OMG.
YOU GUIZE.
SRSLY.
The house next to the Klingon School of Danger (or as Peo calls it, the Evil Sharknado Lab) is for sale!
See? The red door is the School of Danger/Evil Sharknado Lab! You can see the sign beside it. Of course the sign actually says something about a dance studio, but that’s hardly as much fun.
I said to Peo, “We should totally buy that house. It’s probably only like a million pounds.”
I was close:
It’s actually three separate apartments inside. That means more victims for the bat’leth testing and/or shark tanks.
Peo replied, “But who would want to live next to a Klingon School of Danger?!”

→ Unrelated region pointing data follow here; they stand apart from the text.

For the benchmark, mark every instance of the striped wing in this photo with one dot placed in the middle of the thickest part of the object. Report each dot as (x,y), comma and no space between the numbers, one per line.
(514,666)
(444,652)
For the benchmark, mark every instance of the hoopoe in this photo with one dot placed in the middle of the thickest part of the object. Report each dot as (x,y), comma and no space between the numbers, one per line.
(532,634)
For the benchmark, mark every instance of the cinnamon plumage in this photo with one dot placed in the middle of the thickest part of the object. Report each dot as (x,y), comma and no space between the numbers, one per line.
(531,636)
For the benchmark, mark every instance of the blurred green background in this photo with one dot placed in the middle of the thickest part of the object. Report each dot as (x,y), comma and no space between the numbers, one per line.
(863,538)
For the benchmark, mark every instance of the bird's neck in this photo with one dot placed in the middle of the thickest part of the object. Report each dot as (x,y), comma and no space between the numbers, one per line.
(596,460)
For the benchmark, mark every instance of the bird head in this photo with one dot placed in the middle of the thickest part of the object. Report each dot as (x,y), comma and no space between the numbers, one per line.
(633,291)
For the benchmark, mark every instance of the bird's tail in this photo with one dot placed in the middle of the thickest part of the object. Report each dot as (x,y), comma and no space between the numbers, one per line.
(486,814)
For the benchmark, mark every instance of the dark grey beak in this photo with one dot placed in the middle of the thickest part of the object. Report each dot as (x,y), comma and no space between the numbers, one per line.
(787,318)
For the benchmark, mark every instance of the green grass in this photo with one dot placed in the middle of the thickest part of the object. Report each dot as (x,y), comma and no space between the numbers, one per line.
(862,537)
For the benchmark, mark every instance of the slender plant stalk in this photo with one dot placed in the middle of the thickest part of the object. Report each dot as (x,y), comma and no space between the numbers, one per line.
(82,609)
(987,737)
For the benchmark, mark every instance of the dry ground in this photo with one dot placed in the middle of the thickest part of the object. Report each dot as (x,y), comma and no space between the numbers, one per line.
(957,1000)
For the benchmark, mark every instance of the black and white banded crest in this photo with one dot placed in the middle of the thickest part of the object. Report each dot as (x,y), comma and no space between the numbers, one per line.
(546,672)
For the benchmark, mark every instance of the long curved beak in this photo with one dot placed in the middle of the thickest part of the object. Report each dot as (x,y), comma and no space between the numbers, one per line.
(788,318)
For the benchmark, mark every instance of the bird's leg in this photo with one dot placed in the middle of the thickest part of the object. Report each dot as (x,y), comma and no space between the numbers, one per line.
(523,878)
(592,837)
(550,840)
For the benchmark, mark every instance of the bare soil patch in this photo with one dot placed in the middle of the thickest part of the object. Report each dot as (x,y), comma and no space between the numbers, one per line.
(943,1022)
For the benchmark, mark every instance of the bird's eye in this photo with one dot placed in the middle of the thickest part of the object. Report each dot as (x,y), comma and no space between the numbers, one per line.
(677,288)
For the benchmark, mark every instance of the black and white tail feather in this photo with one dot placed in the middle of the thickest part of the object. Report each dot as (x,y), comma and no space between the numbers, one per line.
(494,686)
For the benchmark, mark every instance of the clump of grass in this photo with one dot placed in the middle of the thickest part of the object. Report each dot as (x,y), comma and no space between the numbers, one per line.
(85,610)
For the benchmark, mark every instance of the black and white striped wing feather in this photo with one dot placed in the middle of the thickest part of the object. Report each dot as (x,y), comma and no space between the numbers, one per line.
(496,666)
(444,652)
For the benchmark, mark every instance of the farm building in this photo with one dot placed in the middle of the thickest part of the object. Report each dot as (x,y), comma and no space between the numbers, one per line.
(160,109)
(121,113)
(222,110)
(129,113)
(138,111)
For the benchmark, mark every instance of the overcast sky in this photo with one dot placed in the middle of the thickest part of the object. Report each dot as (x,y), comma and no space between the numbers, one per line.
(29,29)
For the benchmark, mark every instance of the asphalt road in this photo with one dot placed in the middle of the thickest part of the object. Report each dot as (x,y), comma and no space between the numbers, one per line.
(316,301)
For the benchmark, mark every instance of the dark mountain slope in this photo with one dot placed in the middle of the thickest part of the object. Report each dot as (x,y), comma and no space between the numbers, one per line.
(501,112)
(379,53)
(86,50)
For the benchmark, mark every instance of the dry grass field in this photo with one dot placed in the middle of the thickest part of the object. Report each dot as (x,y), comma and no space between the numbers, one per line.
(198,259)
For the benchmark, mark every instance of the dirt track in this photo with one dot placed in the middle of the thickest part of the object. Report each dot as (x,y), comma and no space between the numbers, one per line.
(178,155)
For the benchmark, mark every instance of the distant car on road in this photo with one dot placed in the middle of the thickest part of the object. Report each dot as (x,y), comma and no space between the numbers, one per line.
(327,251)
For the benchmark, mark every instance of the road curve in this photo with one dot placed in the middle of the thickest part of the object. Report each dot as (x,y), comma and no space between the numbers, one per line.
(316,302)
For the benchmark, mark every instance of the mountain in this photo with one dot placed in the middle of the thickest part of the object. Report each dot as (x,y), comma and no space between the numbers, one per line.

I said, “Klingons would, duh! Especially if they were students of the school. Think of the convenience!”
Peo rolled her eyes at me and asked, “Okay but what humans would want to live there?”
Perhaps humans who want to live across from beautiful parks and gardens like this.
I suggested, “Well maybe someone who prefers it as a sharknado lab would like to live there.”
She said, “That still seems kind of dangerous, don’t you think?”
I shrugged and said, “Either beats living next to a dance school unless the walls are really thick.”
Peo then went on to explain that a School of Danger would be louder, but that’s because she’s never had to suffer a really strict dance teacher.
In other news, we walked past the house with the Playmobil figure again (which is right around the corner) and he keeps moving. Sometimes his arms are up. On this day, his head was facing a different direction than my last post:
Don’t blink. He can’t. He doesn’t have eyelids.
Peo says she wants to live on that street and have those people for neighbours.
I want all of Cambridge to be my neighbourhood.